Study Limitations, Suggested Future Research, and Contributions

The main limitation of the study is the non-representative nature of the sample. As mentioned in the Method section, data were collected from schools whose principals were willing to cooperate. This yielded a sample that was biased in relation to gender, socio-economic status, and ethnicity. The proportion of girls, students who perceive their family economic status as above average and Palestinian-Israelis is higher in the sample than their proportion in the Israeli population. Thus, our conclusions should be taken with caution.

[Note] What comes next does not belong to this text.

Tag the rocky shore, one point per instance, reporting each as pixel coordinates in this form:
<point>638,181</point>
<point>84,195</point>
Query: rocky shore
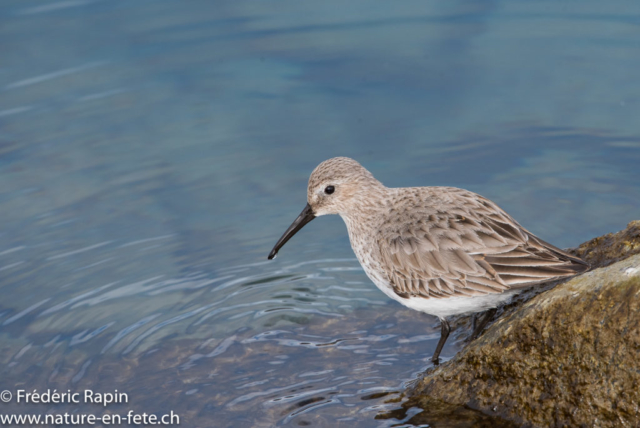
<point>569,356</point>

Moreover, the study’s design—a cross-sectional self-report survey design with one source of knowledge—does not allow causal conclusions. This means that we cannot determine the causal paths between the predictors and the outcomes. Finally, this study did not examine additional factors such as illnesses not amenable to social functioning that may contribute to sleep disorders. Questions to this effect may be explored in future research.

Its limitations notwithstanding, the findings offer implications for theory, research, and practice. In terms of theory, the findings confirm the role of perceived social alienation as an explanatory mechanism of psychological wellbeing among adolescents. In terms of research, to our best knowledge, this is the first study to test the moderating effect of ethnic pride and shame on the relationships between social alienation and psychological wellbeing among Israeli Jewish and Palestinian adolescents. Further studies are needed, to better understand the complex relationships among these variables and causality trajectories among them. It is thus recommended to replicate the study with a representative sample, in Israel and elsewhere, and to include adolescents who dropped out and those who study outside of the state high-school system. Additionally, studies should seek to gain more nuanced understanding of the protective role of ethnic and racial identity. Finally, studies with longitudinal design are recommended for determining causal relationships and conclusions.

The findings offer several implications for practice; specifically, the need to target he alienation and develop practices for minimizing it as well as offer help to curb its negative effects. The finding regarding the damaging effects of alienation on youth points to the need to develop and implement both micro and macro interventions. On the micro level intervention strategies are needed to decrease the feelings of alienation and of ethnic shame and to foster a sense of ethnic pride among adolescents. Previous research has shown that parents play an important role in the process of identity development of their children and can promote ethnic pride in youth (Hernández et al., 2014). Thus, professionals should focus on cultivating programs for parents’ education designed to guide and support minority groups parents in fostering ethnic pride in their children. On the macro level, somewhat similar to the current emphasis on promoting social justice and acknowledging and fighting against institutional racism, programs designed to raise public awareness of alienation and minimize it combined with policies that facilitates integration of alienated adolescents in society as well as providing social support are called for. It is critical for the helping professions to develop strategies with the potential to minimize social isolation among adolescents eventually leading to decrease in psychological distress and improvement of sleep patterns. This recommendation agrees with studies that suggested focusing on communication, public education, training and campaigns in relevant communities to address social conditions such as alienation that generate negative mental health outcomes (e.g. Murney et al., 2020). Social workers, educators, and other helping professionals can and should lead and have a role in promoting these interventions and policies.